Reviews and Problems with Pajama Sam in Don't Fear the Dark
Showing 1-8 of 8
The Title says it all
P. Gibson, Amazon
22 May 2014
Summary: My son grew up on these animated kids games ..Who doesn't remember Putt Putt & Pajama Sam from the early 90s.. now if they wood make all the titles available for the Wii my son would have them all
Summary: My grandson at 3 1/2 didn't play this video at all. Now that he's 4, he has shown great interest in figuring out the tasks that Sam must do to get thru the woods. Little by little he is getting further along in the game. I think it is colorful and well animated.
Summary: Pajama Sam was always a computer favorite, and now the kids are enjoying it on the Wii. It is actually quite a bit easier to navigate in this format. Even my 9 year old has had a good time with it.
Summary: I purchased this game for my 17-year old daughter because it reminded her of the computer game she used to play with a neighbor when they were younger. Yes, it is a bit juvenile for her. However, it filled that place in her that only this particular game could.
Summary: Bought this game for my 7 year old, based on the reviews. This game is kind of slow for us, but my 7 year old likes it enough, i guess. Maybe it gets more exciting as you go higher in levels, but for us, it's nothing special.
Summary: As a mom of 4, ages 2, 4 (twins) and 5 when we acquired this game, it is a family favorite. Like the PC games, it is a point and click based game, but it does require some critical thinking skills.
Great game.
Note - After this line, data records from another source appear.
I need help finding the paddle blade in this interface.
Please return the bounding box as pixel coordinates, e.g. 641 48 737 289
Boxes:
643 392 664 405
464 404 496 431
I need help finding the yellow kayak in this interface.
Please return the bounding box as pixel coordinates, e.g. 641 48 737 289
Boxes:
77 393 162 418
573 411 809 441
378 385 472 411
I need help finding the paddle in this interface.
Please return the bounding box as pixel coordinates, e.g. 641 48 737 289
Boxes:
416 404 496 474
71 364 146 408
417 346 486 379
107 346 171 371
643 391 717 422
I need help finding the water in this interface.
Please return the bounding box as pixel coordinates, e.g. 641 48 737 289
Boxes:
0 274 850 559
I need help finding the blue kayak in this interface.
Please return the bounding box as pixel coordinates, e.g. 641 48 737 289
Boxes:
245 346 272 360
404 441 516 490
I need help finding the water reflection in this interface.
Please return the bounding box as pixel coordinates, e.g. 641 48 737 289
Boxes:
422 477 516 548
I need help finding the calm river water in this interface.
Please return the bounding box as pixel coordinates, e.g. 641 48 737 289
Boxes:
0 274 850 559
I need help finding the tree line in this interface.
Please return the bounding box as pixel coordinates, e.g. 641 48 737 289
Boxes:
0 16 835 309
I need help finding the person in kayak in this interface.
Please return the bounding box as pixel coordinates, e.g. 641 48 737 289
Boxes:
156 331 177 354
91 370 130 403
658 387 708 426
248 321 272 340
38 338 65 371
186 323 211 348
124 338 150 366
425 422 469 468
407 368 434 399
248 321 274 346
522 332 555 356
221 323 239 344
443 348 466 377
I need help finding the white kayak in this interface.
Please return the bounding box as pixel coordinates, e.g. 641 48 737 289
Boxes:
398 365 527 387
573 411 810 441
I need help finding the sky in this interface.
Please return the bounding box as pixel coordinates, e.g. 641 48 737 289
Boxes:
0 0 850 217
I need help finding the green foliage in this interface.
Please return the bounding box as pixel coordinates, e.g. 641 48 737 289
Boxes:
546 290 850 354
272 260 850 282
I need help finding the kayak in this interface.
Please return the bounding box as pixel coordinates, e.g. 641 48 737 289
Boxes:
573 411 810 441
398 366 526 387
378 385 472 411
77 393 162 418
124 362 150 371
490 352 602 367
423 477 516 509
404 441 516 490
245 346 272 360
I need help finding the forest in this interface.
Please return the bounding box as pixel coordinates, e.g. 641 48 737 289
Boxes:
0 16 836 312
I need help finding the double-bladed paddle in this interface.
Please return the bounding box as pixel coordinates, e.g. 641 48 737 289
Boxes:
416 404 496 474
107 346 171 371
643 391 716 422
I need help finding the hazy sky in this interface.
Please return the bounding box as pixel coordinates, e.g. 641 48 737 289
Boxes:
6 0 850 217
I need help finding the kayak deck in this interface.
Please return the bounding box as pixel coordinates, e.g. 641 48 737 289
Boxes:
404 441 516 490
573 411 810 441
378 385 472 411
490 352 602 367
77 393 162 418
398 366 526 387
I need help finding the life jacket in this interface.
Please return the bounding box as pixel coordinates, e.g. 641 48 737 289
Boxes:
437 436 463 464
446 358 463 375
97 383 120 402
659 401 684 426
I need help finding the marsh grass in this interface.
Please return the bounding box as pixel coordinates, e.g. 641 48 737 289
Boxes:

I still play it even though I'm 20 years old!
Michael Hercliff "cellular_freak", Amazon
9 March 2009
Summary: I first played this game way back when I had like Windows 95 or 98 and was looking to update and decided to go with the Wii version. The Wii version is essentially the same as the original, which was a fun game, even today being a 20 year old.
Summary: I was concerned about some of the reviews indicating this game was just a "point and click" type of adventure, but it's not. You have to use your mind to actively solve puzzles (e.g., how to cross the river in a boat that doesn't believe it will float) that are challenging even to an adult mind.